Lysine acetylation targets key metabolic enzymes and virulence factors of the anaerobe Porphyromonas gingivalis (#103)

Catherine A. Butler 1 , Paul D. Veith 1 , Matthew F. Nieto 1 , Stuart G. Dashper 1 , Eric C. Reynolds 1
  1. Oral Health Cooperative Research Centre, Melbourne Dental School, Bio21 Institute, The University of Melbourne, Melbourne, VIC, Australia

Porphyromonas gingivalis is a Gram-negative anaerobe considered to be a keystone pathogen in the development of the bacterial-associated inflammatory oral disease chronic periodontitis. Although post-translational modifications (PTMs) of proteins are commonly found to modify protein functions in eukaryotes and prokaryotes, PTMs such as lysine acetylation have not been examined in P. gingivalis.
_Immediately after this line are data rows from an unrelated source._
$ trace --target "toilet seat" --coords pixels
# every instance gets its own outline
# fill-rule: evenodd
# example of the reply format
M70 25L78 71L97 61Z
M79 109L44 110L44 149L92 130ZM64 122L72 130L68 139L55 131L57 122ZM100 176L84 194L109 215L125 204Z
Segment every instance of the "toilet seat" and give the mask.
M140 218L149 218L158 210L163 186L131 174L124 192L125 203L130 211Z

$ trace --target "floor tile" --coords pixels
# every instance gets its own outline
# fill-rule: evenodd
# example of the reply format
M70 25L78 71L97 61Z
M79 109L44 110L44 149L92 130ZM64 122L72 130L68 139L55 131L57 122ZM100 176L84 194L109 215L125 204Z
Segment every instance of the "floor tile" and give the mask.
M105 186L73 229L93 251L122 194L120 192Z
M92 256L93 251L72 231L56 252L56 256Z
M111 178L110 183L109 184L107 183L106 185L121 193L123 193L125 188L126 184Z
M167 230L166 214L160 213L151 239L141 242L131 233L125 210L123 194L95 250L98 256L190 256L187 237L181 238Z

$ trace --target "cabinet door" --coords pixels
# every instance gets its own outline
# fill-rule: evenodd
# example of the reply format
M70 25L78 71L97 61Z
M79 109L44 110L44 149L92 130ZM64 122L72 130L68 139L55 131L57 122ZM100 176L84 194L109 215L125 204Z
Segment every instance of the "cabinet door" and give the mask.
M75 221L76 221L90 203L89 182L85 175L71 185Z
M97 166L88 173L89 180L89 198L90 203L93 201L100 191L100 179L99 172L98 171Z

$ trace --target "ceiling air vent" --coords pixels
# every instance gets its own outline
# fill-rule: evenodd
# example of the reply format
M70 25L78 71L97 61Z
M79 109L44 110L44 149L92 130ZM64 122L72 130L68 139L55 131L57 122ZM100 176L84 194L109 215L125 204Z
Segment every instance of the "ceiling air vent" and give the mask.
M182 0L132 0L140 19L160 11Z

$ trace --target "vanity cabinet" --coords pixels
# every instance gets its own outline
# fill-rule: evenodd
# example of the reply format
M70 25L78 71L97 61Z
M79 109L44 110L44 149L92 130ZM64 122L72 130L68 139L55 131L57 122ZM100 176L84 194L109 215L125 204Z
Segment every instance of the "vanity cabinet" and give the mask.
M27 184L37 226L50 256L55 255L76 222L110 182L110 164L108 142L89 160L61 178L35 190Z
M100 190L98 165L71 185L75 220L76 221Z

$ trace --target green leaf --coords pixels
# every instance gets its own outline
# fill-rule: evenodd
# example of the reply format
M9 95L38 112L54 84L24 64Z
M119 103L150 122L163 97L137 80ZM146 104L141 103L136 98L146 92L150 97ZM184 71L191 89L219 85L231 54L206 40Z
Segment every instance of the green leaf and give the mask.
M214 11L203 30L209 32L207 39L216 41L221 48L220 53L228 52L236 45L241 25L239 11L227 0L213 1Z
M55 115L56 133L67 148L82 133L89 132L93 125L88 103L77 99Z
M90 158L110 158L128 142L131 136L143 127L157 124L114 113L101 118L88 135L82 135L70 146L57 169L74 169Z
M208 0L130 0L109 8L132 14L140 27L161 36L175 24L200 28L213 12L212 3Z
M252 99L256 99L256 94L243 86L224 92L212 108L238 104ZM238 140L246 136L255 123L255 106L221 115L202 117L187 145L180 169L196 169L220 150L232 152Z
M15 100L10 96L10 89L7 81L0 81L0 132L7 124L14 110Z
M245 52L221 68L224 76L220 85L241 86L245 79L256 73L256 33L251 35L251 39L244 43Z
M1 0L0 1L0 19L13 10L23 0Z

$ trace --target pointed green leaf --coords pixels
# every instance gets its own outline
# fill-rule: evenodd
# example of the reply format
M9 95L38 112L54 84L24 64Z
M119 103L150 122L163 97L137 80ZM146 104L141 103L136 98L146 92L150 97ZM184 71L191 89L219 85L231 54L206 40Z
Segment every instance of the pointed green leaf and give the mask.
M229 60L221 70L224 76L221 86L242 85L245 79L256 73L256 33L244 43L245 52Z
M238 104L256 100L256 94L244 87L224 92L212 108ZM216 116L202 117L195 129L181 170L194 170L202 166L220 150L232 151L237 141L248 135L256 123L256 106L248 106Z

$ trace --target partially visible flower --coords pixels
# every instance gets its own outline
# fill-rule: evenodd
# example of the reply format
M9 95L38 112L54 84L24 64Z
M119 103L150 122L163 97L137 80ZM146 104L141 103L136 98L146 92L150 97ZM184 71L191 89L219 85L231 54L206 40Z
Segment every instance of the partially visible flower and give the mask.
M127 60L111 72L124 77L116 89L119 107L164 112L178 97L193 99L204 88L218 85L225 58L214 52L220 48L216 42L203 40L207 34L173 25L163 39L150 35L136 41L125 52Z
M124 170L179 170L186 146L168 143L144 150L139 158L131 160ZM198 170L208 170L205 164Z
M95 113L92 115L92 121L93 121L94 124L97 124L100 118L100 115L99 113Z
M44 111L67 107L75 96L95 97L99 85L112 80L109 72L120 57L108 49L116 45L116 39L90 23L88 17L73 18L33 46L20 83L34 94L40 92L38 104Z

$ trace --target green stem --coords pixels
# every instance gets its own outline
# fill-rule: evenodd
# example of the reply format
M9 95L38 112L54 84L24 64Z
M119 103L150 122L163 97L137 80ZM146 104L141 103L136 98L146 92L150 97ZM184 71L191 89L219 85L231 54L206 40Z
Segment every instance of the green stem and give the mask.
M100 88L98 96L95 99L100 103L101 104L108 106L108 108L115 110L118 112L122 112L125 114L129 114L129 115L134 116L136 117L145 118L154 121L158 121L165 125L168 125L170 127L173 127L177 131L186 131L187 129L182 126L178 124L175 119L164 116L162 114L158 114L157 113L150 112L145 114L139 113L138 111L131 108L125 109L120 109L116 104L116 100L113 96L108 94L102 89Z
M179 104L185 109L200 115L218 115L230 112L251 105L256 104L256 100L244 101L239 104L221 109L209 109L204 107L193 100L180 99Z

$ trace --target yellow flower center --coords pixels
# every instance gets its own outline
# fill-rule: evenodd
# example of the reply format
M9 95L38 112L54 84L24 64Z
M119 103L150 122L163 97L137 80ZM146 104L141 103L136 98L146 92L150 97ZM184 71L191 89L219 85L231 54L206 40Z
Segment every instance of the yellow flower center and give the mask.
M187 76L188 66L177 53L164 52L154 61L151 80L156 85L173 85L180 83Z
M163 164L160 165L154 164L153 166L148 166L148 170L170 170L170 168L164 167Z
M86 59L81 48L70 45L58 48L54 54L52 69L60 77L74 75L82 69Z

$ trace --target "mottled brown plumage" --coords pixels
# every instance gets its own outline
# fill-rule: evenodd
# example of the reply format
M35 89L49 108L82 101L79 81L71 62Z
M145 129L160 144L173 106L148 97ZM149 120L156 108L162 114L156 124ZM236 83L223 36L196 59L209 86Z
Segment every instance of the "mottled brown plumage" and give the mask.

Lysine acetylation is the addition of an acetyl group to a lysine which removes this amino acid’s positive charge and can induce changes in a protein’s secondary structure. This can alter a protein’s function or immunogenicity. Therefore a proteomics based approach combining immune-affinity enrichment with high sensitivity Orbitrap mass spectrometry was undertaken to identify the lysine acetylome of P. gingivalis. In total, 130 lysine acetylated peptides were identified from 92 P. gingivalis proteins. The majority of these peptides (71) were attributed to 45 proteins with predicted metabolic activity; these proteins could be mapped to several P. gingivalis metabolic pathways where enzymes catalysing sequential reactions within the same pathway were often found acetylated. Notably, the catabolic pathways of complex anaerobic fermentation of amino acids to produce energy had 12 enzymes lysine acetylated. Protein synthesis, in particular translation, was also targeted by lysine acetylation in P. gingivalis with the three translation elongation factors Tu, P and G, 11 ribosomal proteins and 5 tRNA synthetases all found to be acetylated. Secreted proteinases RgpA, RgpB and Kgp, collectively known as the gingipains and the major virulence factors of P. gingivalis, were also lysine acetylated. Taken together, this suggests that lysine acetylation may be an important mechanism in the virulence and metabolic regulation of P. gingivalis, which may affect this organism’s ability to cause disease and adapt its metabolism throughout infection.